Detect timezone abbreviation using JavaScript

The Date object doesn't have a method for getting the timezone abbreviation, but it is implicit at the end of the result of toString. For example,

var rightNow = new Date();
alert(rightNow);

...will return something like Wed Mar 30 2011 17:29:16 GMT-0300 (ART). The timezone abbreviation can be isolated between parentheses:

var rightNow = new Date();
alert(String(String(rightNow).split("(")[1]).split(")")[0]);

The output will be the timezone abbreviation, like ART.


A native solution:

var zone = new Date().toLocaleTimeString('en-us',{timeZoneName:'short'}).split(' ')[2]
console.log(zone)

https://developer.mozilla.org/en-US/docs/Web/JavaScript/Reference/Global_Objects/Date/toLocaleDateString

You can pass undefined instead of en-us to default to the browser's current locale.

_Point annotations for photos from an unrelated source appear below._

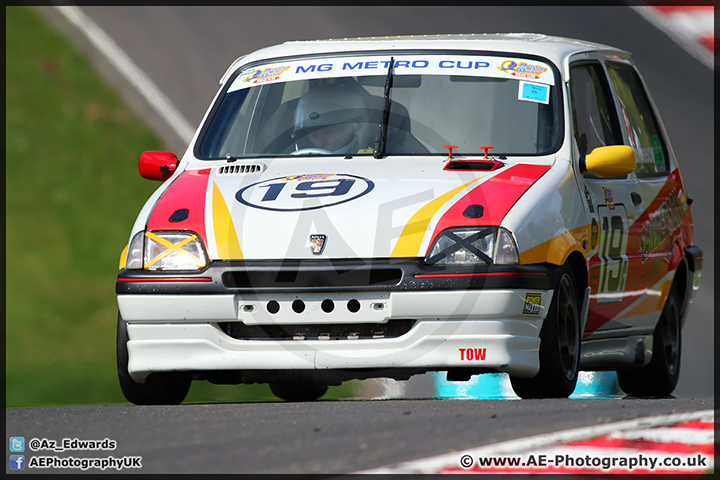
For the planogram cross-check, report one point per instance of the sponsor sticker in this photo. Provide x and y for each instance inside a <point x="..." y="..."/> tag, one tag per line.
<point x="522" y="69"/>
<point x="317" y="243"/>
<point x="534" y="92"/>
<point x="532" y="303"/>
<point x="261" y="75"/>
<point x="608" y="198"/>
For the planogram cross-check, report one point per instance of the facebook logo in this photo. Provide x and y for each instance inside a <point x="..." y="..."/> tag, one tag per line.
<point x="17" y="462"/>
<point x="17" y="444"/>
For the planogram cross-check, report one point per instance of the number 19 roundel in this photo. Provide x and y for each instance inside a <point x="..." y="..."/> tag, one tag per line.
<point x="304" y="192"/>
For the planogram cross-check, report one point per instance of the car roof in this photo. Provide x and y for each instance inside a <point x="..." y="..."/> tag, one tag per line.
<point x="554" y="48"/>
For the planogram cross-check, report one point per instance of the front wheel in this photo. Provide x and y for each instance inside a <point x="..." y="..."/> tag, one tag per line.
<point x="658" y="378"/>
<point x="166" y="388"/>
<point x="559" y="346"/>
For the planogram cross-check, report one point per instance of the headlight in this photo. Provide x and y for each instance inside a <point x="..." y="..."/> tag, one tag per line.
<point x="477" y="245"/>
<point x="166" y="251"/>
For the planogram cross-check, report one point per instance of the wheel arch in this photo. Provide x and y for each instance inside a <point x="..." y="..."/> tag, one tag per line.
<point x="681" y="285"/>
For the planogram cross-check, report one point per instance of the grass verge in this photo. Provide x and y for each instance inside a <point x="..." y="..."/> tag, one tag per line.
<point x="72" y="194"/>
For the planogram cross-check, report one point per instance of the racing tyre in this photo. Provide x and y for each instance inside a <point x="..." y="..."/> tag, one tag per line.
<point x="298" y="391"/>
<point x="659" y="377"/>
<point x="559" y="346"/>
<point x="169" y="388"/>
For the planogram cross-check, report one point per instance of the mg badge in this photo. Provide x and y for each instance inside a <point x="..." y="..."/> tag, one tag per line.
<point x="317" y="243"/>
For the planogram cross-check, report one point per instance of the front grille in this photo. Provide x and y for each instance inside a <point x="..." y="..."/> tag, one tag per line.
<point x="339" y="331"/>
<point x="311" y="277"/>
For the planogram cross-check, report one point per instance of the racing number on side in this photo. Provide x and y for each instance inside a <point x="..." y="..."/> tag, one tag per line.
<point x="613" y="259"/>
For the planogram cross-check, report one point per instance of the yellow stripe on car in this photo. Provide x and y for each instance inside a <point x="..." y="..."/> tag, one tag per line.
<point x="171" y="248"/>
<point x="225" y="235"/>
<point x="123" y="258"/>
<point x="557" y="249"/>
<point x="412" y="235"/>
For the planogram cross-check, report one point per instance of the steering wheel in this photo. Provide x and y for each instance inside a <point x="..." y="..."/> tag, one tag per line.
<point x="311" y="151"/>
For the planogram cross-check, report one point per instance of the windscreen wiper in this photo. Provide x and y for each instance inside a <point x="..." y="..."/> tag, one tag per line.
<point x="381" y="137"/>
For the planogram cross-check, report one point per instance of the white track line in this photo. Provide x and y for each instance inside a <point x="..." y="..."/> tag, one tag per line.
<point x="685" y="37"/>
<point x="132" y="73"/>
<point x="436" y="464"/>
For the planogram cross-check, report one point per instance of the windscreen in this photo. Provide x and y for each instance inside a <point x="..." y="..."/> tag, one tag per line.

moment-timezone includes an undocumented method .zoneAbbr() which returns the time zone abbreviation. This also requires a set of rules which are available to select and download as needed.

Doing this:

<script src="moment.js"></script>
<script src="moment-timezone.js"></script>
<script src="moment-timezone-data.js"></script>
<script>
    moment().tz("America/Los_Angeles").zoneAbbr();
</script>

Returns:

'PDT' // As of this posting.

Edit (Feb 2018)

Evan Czaplicki has worked on a draft proposal to add a time zone API to browsers.